Swinburne, Love and Sleep

This is a particularly straightforward poem about love and sleep. It has certain elements of the Gothic, such as the description of his love’s “smooth skinned…bare throat need to bite.” This line brings about images of vampires, hence the reference to the Gothic. The rest of the poem, however, does not rely on any Gothic images and instead focuses on details of the woman’s face. Delight is capitalized but not personified. I think it is capitalized for emphasis, in order to give the word more weight.

Swinburne, The Sundew

This is a love poem for summer. The sundew is a representation of summer.
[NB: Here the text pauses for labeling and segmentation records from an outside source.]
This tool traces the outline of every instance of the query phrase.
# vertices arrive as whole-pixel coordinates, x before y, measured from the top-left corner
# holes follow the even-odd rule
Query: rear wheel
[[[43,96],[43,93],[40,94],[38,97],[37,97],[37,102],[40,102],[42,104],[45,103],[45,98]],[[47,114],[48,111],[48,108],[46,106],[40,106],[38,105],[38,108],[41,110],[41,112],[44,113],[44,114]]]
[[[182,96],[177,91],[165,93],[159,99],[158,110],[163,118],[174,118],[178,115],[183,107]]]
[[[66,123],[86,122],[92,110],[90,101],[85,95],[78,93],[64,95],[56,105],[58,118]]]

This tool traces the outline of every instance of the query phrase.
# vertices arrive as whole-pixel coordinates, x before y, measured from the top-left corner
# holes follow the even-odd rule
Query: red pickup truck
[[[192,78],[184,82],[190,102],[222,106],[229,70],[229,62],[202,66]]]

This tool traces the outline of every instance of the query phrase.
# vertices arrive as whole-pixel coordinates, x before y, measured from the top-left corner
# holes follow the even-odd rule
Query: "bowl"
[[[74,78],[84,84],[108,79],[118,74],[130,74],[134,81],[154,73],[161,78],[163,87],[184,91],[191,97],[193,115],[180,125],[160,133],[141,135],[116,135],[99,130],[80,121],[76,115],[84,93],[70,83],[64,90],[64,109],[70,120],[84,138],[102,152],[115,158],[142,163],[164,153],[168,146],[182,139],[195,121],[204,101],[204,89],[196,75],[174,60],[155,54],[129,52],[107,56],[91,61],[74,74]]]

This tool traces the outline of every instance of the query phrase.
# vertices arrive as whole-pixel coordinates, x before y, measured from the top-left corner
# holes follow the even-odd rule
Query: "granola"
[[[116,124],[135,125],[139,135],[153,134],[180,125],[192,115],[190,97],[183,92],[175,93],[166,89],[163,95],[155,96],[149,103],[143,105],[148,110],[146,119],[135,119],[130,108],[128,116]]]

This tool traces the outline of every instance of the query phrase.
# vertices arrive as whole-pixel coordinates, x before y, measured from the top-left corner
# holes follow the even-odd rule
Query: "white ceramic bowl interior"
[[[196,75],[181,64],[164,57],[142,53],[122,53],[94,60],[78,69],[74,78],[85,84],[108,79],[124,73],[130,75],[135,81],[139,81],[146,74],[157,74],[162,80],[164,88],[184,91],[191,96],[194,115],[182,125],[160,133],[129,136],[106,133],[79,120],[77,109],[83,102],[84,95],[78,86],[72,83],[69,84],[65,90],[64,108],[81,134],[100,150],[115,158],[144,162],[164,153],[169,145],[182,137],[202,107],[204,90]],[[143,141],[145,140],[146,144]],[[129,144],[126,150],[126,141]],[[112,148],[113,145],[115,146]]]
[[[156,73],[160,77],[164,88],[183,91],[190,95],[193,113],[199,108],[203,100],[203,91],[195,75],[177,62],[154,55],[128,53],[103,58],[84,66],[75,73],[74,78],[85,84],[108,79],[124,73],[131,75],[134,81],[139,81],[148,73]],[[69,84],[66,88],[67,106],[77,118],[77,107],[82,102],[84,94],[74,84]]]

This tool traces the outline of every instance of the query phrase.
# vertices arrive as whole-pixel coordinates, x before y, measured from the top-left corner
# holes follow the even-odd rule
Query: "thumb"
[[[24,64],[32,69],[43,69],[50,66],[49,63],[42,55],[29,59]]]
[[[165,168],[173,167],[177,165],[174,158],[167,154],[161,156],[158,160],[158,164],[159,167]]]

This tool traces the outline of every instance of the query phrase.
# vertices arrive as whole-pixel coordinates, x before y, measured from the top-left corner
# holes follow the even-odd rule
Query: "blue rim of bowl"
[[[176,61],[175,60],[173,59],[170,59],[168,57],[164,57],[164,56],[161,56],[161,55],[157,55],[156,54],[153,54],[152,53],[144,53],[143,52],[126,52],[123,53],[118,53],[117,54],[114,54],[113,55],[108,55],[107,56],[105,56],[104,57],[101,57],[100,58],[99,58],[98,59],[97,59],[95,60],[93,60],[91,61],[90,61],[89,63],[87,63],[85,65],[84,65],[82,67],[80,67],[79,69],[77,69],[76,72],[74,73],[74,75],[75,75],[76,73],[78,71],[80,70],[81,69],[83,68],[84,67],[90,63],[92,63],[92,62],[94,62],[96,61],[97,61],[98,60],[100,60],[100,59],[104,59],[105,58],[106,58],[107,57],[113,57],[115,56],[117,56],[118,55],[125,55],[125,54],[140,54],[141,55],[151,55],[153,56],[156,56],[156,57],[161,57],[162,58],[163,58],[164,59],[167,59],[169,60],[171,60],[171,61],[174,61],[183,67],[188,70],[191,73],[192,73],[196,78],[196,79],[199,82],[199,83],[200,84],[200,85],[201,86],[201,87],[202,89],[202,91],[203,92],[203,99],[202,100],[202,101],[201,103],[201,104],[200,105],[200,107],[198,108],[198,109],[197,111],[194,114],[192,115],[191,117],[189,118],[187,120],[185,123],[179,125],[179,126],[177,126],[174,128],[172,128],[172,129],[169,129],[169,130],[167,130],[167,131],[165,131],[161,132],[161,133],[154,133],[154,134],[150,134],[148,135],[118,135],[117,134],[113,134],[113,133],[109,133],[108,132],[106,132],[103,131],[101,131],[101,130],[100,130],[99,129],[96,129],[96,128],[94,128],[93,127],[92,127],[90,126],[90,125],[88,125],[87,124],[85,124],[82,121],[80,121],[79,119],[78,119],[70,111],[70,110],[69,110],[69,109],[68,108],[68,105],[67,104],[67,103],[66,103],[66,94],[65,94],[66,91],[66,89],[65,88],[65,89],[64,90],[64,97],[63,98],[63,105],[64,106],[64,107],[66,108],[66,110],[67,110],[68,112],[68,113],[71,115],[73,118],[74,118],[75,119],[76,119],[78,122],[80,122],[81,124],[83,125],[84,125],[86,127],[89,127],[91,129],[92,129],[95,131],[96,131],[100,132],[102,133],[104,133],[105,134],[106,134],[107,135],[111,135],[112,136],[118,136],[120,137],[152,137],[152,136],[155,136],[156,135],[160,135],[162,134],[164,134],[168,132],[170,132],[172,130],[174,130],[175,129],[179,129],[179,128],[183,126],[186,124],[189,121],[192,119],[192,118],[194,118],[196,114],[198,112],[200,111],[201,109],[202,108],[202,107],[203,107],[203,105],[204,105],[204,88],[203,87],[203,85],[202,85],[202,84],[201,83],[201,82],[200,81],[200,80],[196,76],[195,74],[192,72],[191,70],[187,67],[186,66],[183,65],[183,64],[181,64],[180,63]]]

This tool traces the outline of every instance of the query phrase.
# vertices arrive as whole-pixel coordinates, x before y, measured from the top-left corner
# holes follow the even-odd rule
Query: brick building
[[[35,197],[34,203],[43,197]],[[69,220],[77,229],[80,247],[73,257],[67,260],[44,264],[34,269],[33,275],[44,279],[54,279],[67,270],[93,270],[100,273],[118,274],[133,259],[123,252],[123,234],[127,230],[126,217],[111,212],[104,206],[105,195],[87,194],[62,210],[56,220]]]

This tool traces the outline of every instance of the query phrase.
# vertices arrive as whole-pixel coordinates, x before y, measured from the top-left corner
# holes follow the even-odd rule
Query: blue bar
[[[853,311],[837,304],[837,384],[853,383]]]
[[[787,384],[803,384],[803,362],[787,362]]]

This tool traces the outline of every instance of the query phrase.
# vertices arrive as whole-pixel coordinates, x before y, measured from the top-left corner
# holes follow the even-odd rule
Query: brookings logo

The speaker, in first person, captures the beauty of summer with lines like “we are vexed and cumbered in earth’s sight/with wants, with many memories.” This poem reminds me a little bit of the Romantics, with its focus on nature and its representation of hope. I particular like Swinburne’s focus on the minuscule sundew in order to explore the beauty of summer.

Swinburne, A Cameo

Swinburne capitalizes various abstract notions such as Desire, Pain, Pleasure, Satiety, and Death. The poem begins with Desire which Swinburne uses to create a distinction between youth and old age. To me, these couple of lines show that age is not necessarily defined by number but rather by the ability of an individual to still desire things and to dream. Desire is accompanied by Pain and Pleasure. Pain is personified with the body of fire and Pleasure is personified “with gaunt hands,” meaning that it is waning with each. The old try to hold on with “insatiable Satiety” but the past is haunting them and Death is coming.